A near-death experience (NDE) is a phenomenon reported by people who have been declared clinically dead by medical experts, or passed close to death through accident or illness, but are later revived. They report an altered state of consciousness in which they feel they are traveling through a tunnel towards a warm and bright light or they are floating above their body watching medical efforts to revive them.
Intriguingly, near-death reports from different cultures around the world are generally consistent and in many instances are identical to the features of the post-mortem state that is described in the Tibetan Book of the Dead. There is also a marked similarity between NDEs and reports of the inner journeys of shamanism, astral travel and out-of- body experiences.
The term ‘near-death experience’ was coined by American doctor Raymond Moody in the 1970s to describe the phenomenon outlined above. Prior to publication of Moody’s book, Life After Life in 1975, NDEs were not openly talked about; once the book came out, more and more people began to talk about them. By 1982 a Gallup poll suggested that as many as eight million Americans had had some kind of NDE. Moody and a number of other NDE researchers, such as Kenneth Ring, a psychologist and founding member of the International Association of Near Death Studies at the University of Connecticut, were able to identify a number of traits common to all NDEs, even though the experience was always unique to each individual. They concluded that in a NDE, people typically experience one or more of the following phenomena in this sequence: a sense of leaving the material world behind or an out-of-body experience in which they feel they are floating above their bodies looking down; cessation of pain, a feeling of great calm and peace; traveling down a dark tunnel towards a light at its end; meeting spirit beings, many of whom are dead friends and relatives; meeting a spirit guide who takes them through their life story and puts their life into perspective without any negative judgment; and, finally, an abrupt and sometimes reluctant return to life.
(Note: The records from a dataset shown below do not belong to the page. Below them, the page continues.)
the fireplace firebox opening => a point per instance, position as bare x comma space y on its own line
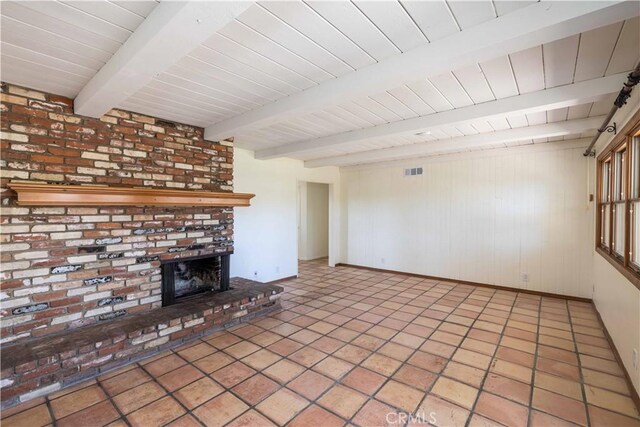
185, 277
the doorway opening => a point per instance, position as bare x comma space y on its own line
313, 221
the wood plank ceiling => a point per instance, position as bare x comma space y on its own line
277, 49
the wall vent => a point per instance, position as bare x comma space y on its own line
412, 171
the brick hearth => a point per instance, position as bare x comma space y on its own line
98, 268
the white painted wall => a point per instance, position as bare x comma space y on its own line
265, 234
488, 217
617, 299
314, 220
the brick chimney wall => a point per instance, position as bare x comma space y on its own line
64, 267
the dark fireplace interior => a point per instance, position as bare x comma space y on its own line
187, 277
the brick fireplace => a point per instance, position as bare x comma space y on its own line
69, 270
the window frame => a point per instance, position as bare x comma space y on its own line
623, 141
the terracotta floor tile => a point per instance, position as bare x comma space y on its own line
261, 359
472, 358
438, 348
515, 356
310, 384
187, 420
508, 388
123, 382
511, 370
343, 334
612, 401
455, 392
282, 406
477, 346
342, 401
139, 396
285, 329
600, 417
502, 410
164, 365
540, 419
395, 351
307, 356
368, 342
251, 418
255, 389
220, 410
180, 377
71, 389
375, 413
246, 331
352, 353
381, 364
265, 338
284, 371
315, 416
97, 415
400, 396
559, 406
34, 417
285, 347
606, 381
197, 351
415, 377
364, 380
241, 349
157, 413
464, 373
428, 361
233, 374
213, 362
560, 369
77, 401
333, 367
198, 392
558, 385
441, 413
601, 365
223, 340
480, 421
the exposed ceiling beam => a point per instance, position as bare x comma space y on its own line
170, 32
543, 100
527, 27
462, 143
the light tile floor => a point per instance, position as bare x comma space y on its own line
367, 348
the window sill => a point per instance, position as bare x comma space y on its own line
629, 273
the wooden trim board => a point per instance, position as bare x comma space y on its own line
41, 194
465, 282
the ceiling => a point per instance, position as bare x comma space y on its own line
276, 52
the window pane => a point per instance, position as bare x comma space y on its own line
606, 169
620, 172
619, 230
635, 233
606, 220
635, 168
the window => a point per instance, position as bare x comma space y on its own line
618, 209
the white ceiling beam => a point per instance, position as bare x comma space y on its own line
543, 100
170, 32
526, 27
462, 143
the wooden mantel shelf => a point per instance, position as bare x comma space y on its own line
39, 194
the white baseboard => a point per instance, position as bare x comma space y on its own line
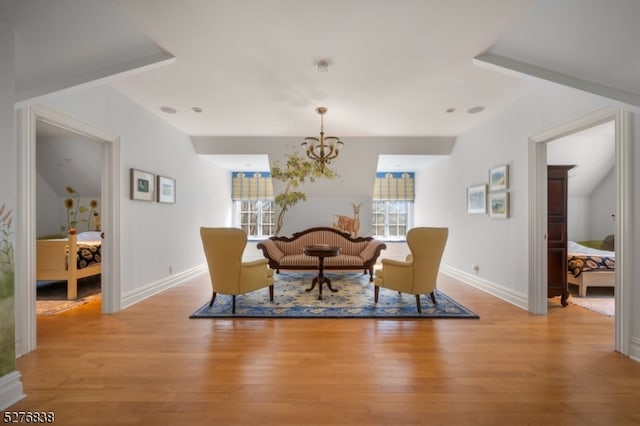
139, 294
10, 389
506, 294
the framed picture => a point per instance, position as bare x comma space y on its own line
499, 205
143, 185
166, 190
499, 178
477, 199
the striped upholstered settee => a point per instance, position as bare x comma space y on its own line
355, 253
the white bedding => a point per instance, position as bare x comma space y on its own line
574, 248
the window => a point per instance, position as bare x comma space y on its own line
393, 195
255, 217
391, 219
253, 206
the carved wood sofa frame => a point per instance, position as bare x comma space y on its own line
286, 253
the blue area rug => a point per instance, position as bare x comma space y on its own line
354, 299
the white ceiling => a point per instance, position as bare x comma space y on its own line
591, 150
250, 65
396, 66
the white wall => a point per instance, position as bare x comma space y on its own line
578, 218
156, 238
601, 208
10, 384
498, 246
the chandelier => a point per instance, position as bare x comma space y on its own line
324, 149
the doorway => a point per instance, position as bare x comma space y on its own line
538, 215
28, 119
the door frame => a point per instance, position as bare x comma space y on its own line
623, 201
26, 338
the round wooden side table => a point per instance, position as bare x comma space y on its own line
321, 251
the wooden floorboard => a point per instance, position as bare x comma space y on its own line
152, 365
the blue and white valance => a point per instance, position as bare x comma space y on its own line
249, 186
394, 186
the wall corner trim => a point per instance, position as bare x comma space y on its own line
10, 389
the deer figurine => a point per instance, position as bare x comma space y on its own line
349, 224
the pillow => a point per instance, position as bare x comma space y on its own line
608, 243
596, 244
89, 236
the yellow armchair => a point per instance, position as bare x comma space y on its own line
223, 248
418, 274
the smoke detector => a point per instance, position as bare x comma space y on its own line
322, 65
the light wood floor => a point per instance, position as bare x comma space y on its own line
151, 365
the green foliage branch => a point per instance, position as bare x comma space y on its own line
296, 171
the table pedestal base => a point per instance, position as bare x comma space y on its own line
320, 280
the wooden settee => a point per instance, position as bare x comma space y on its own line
286, 253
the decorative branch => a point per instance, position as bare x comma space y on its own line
296, 171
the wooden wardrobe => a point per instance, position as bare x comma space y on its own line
557, 177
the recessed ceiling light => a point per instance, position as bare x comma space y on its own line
168, 110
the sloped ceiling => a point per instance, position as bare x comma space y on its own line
66, 159
592, 151
396, 68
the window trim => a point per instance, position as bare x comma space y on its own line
237, 209
409, 219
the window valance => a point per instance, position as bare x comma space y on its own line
248, 186
394, 186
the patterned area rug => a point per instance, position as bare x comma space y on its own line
354, 299
51, 296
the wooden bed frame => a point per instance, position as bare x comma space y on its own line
592, 279
51, 264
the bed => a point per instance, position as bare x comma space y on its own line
590, 267
52, 260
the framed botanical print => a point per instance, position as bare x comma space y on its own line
499, 205
477, 199
166, 190
499, 178
143, 185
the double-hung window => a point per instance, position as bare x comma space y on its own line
253, 206
392, 209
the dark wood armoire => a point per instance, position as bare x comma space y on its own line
557, 177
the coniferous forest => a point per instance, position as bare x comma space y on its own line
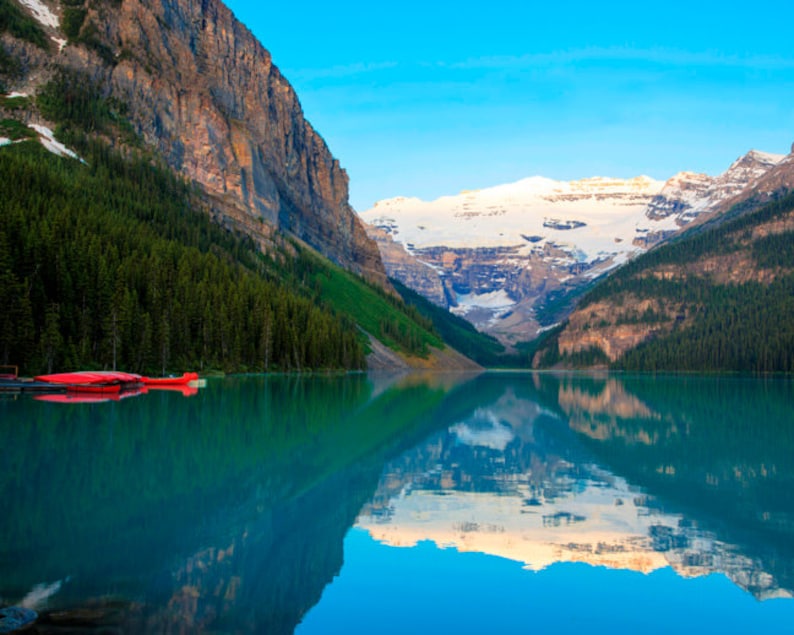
106, 264
746, 326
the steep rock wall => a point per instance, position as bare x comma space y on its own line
205, 93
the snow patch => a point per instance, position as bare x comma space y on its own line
41, 12
495, 300
48, 140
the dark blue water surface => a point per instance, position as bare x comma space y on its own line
509, 503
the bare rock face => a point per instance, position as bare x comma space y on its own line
411, 271
204, 93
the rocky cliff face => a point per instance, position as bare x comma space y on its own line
624, 319
205, 94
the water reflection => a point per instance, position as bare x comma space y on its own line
693, 474
228, 511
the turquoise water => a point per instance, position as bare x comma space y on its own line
501, 502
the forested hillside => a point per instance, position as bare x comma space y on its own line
112, 261
721, 298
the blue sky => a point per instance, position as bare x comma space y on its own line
429, 98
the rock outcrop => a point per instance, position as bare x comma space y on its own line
511, 259
205, 94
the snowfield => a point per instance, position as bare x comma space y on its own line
42, 13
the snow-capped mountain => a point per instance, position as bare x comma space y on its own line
496, 255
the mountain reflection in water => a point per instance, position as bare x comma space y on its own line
228, 512
690, 473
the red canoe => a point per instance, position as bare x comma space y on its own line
185, 379
87, 377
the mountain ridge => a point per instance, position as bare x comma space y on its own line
537, 241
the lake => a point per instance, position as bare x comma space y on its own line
499, 502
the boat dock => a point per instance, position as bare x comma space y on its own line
29, 385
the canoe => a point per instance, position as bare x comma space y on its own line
186, 378
99, 389
91, 377
76, 398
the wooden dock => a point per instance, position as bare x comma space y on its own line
29, 385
The great majority of NDEs are described as being positive and uplifting; around three per cent are described as negative or frightening. Almost anyone can have the experience and it is not limited to those who have religious beliefs, although many people who have experienced a NDE do become more religious or develop a spiritual belief system afterwards. Almost all say they lose their fear of death, this being replaced by a strong belief in an afterlife. Many discover a meaning and purpose to their lives that they may have previously lacked. In some cases, the NDE leaves a person with heightened intuitive or psychic powers.
Even though millions of people claim to have had an NDE, it is impossible for researchers to prove scientifically that the experience is genuine. Evidence is therefore based entirely on anecdotal reports.
According to skeptics, the NDE is a dream or hallucination caused by, amongst other things, a lack of oxygen, the release of the body’s natural pain killers called endorphins and increased levels of carbon dioxide as the brain dies. NDEs were reportedly reproduced by Ronald Siegel, a researcher at the University of California, Los Angeles School of Medicine, when LSD and other drugs were administered. NDE supporters stress, however, that drug-induced hallucinations and NDEs are totally different things. Such explanations also do not take into account the fact that many people brought back to life can give accurate accounts of their resuscitations, of medical procedures carried out on them or report conversations they overheard at the time they were allegedly dead. This suggests that some part of consciousness can separate from the body at death. There is no doubt that the near-death experiences are supported by impressive documentation and, for believers in them, these reports constitute a very powerful argument for the existence of an afterlife.